I assume the following linear model for the outcome $Y$:
$$Y = \beta_0 + \beta_1 T + \beta_2 X + \beta_3 XT+\beta_4W+\beta_5Z+ \beta_6XZ + \beta_7ZT + \beta_8XZT+\varepsilon $$
Denote $X_T$ and $X_C$ for the value $X$ takes at the treatment and control occasions respectively, with the corresponding definitions for $W_T$ and $W_C$ as well as for $Y_T$ and $Y_C$. I take the difference between the outcome at the treatment and control occasions and get $$Y_T - Y_C = \beta_1 + \beta_2(X_T - X_C) + \beta_3 X_T + \beta_4(W_T - W_C) + \beta_6 Z (X_T - X_C) + \beta_7 Z + \beta_8 ZX_T +\varepsilon^*$$
Thus linear regression of $Y_T - Y_C$ on $X_T-X_C$, $X_T$, $W_T-W_C$, $Z(X_T-X_C)$, $Z$ and $ZX_T$ yields identification of some of the parameters in the model.

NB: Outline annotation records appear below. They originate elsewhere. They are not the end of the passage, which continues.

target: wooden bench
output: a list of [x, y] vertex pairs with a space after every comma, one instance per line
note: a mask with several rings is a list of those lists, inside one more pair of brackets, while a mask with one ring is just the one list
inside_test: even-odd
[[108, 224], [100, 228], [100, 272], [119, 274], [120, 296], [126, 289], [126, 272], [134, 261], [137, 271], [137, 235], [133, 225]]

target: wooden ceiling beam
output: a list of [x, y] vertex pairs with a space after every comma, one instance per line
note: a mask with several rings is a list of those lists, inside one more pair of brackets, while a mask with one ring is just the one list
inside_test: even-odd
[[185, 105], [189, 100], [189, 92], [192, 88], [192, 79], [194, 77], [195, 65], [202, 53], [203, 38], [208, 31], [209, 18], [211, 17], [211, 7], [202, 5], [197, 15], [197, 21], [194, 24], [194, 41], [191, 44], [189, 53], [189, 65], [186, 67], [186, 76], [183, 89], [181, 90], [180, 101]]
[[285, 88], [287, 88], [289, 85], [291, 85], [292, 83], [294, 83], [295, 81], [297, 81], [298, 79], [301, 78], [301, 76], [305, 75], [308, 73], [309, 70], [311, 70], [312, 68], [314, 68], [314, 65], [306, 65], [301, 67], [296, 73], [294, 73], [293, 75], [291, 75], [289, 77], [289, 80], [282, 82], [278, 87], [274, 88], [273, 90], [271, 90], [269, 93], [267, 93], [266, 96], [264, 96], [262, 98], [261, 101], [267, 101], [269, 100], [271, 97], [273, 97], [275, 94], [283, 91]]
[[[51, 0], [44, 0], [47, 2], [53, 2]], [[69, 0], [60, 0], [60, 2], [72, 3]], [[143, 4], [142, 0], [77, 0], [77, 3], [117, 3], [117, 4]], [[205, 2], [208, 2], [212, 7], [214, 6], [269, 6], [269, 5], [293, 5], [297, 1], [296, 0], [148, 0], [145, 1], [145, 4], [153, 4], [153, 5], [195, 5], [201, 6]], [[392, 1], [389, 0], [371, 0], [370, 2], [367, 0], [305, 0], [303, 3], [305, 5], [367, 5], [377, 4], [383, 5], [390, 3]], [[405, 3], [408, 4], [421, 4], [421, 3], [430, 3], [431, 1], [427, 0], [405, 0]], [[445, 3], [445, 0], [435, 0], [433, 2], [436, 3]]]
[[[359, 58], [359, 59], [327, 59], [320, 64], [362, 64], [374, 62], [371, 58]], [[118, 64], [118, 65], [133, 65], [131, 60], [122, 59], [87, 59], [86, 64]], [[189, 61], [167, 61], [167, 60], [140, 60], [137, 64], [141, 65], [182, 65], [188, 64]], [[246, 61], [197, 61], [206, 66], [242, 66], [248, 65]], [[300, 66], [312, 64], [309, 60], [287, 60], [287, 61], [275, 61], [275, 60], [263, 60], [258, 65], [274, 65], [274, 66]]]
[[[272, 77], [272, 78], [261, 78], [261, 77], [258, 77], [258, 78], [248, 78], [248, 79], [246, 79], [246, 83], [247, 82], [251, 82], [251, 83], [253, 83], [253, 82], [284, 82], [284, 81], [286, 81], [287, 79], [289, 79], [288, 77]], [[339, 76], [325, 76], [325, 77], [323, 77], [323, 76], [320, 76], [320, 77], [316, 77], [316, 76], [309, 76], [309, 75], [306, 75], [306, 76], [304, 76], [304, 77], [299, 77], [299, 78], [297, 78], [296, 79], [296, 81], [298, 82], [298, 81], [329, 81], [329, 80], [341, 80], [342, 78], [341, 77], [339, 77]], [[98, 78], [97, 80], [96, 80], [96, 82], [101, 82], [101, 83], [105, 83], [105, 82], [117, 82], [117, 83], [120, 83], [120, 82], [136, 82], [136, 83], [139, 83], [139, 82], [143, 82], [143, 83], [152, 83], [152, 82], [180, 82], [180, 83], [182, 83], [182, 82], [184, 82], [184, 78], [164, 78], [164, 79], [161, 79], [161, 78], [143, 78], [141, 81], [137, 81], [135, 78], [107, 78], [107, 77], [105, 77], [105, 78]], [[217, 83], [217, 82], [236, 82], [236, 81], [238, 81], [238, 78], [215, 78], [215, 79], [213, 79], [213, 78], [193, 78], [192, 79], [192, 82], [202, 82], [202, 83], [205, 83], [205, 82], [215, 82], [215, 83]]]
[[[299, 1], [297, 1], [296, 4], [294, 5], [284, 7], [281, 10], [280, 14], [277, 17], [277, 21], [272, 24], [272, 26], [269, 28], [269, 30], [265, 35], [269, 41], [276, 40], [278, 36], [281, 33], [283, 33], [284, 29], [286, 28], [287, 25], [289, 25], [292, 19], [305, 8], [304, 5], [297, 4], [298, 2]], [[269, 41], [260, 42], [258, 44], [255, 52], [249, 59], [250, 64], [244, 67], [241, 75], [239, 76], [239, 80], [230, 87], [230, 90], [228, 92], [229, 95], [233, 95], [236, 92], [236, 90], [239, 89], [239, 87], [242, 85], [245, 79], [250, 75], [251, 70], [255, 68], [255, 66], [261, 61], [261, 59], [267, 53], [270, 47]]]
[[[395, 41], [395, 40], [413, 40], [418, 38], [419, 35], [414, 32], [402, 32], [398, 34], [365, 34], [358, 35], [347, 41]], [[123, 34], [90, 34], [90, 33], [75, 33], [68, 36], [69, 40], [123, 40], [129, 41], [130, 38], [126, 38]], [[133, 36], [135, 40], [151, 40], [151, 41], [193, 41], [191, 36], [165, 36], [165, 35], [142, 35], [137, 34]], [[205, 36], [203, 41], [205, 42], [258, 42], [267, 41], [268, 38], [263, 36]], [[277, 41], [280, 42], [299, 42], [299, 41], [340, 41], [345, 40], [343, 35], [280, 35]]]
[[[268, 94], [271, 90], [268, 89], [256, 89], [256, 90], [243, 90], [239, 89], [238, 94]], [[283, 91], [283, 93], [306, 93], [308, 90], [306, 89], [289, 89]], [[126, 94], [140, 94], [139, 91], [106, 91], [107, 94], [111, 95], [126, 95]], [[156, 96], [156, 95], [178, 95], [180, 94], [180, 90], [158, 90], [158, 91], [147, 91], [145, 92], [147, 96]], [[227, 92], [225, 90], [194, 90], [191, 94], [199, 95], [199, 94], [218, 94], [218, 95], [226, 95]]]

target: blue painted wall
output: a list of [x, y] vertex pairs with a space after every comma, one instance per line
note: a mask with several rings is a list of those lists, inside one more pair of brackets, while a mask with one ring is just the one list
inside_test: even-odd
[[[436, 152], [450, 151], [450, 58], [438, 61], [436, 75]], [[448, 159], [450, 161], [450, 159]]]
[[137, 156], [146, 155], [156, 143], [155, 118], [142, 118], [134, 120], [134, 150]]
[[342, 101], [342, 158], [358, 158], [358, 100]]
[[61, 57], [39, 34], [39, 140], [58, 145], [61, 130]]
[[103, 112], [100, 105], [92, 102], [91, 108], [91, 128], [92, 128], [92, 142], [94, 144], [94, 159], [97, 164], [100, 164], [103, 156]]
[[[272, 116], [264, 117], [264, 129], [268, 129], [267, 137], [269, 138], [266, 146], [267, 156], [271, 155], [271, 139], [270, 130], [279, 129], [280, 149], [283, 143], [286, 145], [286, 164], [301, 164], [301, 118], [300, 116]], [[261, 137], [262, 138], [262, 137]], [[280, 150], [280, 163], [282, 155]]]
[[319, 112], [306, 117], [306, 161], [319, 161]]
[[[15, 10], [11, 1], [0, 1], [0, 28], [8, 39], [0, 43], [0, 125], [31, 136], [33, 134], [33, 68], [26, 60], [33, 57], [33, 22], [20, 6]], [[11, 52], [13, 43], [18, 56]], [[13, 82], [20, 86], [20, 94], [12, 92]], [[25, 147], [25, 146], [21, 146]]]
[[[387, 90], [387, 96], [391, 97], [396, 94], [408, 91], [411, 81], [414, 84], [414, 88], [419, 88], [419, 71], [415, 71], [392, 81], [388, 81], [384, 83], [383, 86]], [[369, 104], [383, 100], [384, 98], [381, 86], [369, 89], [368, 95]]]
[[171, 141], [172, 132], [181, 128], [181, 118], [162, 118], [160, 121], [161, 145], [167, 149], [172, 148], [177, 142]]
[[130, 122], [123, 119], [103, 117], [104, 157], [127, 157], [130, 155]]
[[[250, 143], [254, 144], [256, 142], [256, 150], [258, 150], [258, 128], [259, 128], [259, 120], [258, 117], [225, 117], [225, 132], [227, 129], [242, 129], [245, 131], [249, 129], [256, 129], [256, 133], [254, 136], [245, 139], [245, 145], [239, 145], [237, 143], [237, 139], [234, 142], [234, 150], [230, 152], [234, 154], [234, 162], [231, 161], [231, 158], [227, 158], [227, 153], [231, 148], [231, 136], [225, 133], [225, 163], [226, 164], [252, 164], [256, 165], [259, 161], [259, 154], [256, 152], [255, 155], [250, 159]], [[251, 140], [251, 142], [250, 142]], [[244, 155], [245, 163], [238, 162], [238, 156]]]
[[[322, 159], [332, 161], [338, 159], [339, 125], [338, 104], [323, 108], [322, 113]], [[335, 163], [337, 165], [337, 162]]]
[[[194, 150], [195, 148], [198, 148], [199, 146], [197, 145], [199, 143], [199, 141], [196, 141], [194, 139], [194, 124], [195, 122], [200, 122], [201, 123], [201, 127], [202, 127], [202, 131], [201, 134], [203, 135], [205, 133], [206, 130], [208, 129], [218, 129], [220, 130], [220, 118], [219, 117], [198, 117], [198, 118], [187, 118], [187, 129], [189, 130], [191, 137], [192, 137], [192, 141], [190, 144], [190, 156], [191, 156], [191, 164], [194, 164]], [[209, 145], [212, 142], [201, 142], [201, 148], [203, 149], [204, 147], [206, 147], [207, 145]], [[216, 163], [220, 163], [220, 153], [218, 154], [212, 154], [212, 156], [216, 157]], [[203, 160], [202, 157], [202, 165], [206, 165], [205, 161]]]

Now, the coefficients of a model with interactions are always more complicated to interprete than those of a model without, so I want to also present the marginal effect of $X$ for different values of $Z$ and $T$. That is, I want to determine $\frac{\delta(Y_T-Y_C)}{\delta X}$ and get confidence intervals for those marginal effects of $X$ on $Y$ at different values of my dummy variables.
Had I had a more traditional linear regression model, I could have gotten this through the margins package in R. However, as $X$ is, in some sense, split into the $X_T$ and $X_C$ parts, said package can not (to my knowledge) be used for what I seek. I can get the manual point estimates by just adding the corresponding coefficients for the cases where $Z,T$ are 0 or 1, but the confidence intervals are proving tricky. Any suggestions would be much appreciated.